Uber is currently under criminal investigation over the company’s “Greyball” software, which allegedly allowed them to hide cars from regulators and law enforcement.
“Uber used the software tool to hide cars from regulators who were attempting to conduct sting operations on drivers in areas the company was not yet licensed to operate, such as Portland, Oregon,” reported The Verge. “The company claims it was developed as a way to cut down on fraud and protect drivers from violent taxi union protestors, and it claimed at the time that it still uses Greyball primarily for this purpose.”
“The program worked by identifying suspicious users either based on credit card information, location, or the type of device being used to access the Uber app,” they explained. “The company went so far as to check credit card data against popular credit unions used by law enforcement and mining public social media data to determine the suspected person’s employment. Once a user was ‘Greyballed,’ so to speak, Uber would show a different version of the its app with fake cars that would not respond to call requests.”

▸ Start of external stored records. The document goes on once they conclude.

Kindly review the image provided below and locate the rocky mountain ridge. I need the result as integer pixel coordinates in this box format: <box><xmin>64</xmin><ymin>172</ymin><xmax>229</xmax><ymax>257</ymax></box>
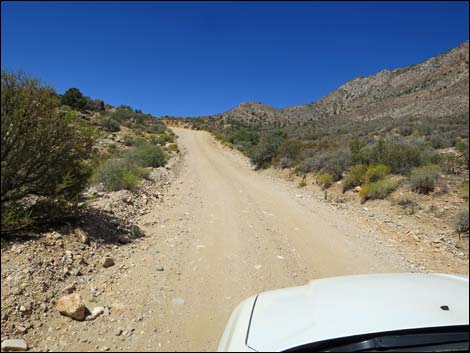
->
<box><xmin>202</xmin><ymin>41</ymin><xmax>469</xmax><ymax>126</ymax></box>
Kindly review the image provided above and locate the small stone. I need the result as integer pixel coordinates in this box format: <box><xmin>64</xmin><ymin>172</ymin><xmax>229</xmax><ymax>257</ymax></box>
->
<box><xmin>74</xmin><ymin>228</ymin><xmax>90</xmax><ymax>245</ymax></box>
<box><xmin>103</xmin><ymin>256</ymin><xmax>114</xmax><ymax>268</ymax></box>
<box><xmin>172</xmin><ymin>298</ymin><xmax>184</xmax><ymax>305</ymax></box>
<box><xmin>63</xmin><ymin>284</ymin><xmax>77</xmax><ymax>294</ymax></box>
<box><xmin>85</xmin><ymin>306</ymin><xmax>104</xmax><ymax>321</ymax></box>
<box><xmin>57</xmin><ymin>293</ymin><xmax>86</xmax><ymax>321</ymax></box>
<box><xmin>2</xmin><ymin>339</ymin><xmax>28</xmax><ymax>352</ymax></box>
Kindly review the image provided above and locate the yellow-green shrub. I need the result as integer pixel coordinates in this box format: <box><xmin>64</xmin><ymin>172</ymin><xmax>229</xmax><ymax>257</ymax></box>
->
<box><xmin>342</xmin><ymin>164</ymin><xmax>367</xmax><ymax>192</ymax></box>
<box><xmin>359</xmin><ymin>178</ymin><xmax>399</xmax><ymax>201</ymax></box>
<box><xmin>318</xmin><ymin>173</ymin><xmax>334</xmax><ymax>189</ymax></box>
<box><xmin>364</xmin><ymin>164</ymin><xmax>391</xmax><ymax>183</ymax></box>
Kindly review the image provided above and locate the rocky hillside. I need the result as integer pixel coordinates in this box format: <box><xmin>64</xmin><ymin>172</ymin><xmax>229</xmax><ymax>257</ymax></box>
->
<box><xmin>197</xmin><ymin>41</ymin><xmax>469</xmax><ymax>127</ymax></box>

The software was first revealed by The New York Times in March, prompting the investigation.
In April, The New York Times also reported that Uber was nearly kicked off of the Apple App Store after they were caught breaking privacy rules.
“For months, [Uber CEO Travis] Kalanick had pulled a fast one on Apple by directing his employees to help camouflage the ride-hailing app from Apple’s engineers,” reported The Times. “The reason? So Apple would not find out that Uber had been secretly identifying and tagging iPhones even after its app had been deleted and the devices erased — a fraud detection maneuver that violated Apple’s privacy guidelines.”
The article painted Kalanick as a serial rule-breaker, who would frequently push the lines in an effort to advance his company.
“In a quest to build Uber into the world’s dominant ride-hailing entity, Mr. Kalanick has openly disregarded many rules and norms, backing down only when caught or cornered,” The New York Times claimed. “He has flouted transportation and safety regulations, bucked against entrenched competitors and capitalized on legal loopholes and gray areas to gain a business advantage. In the process, Mr. Kalanick has helped create a new transportation industry, with Uber spreading to more than 70 countries and gaining a valuation of nearly $70 billion, and its business continues to grow.”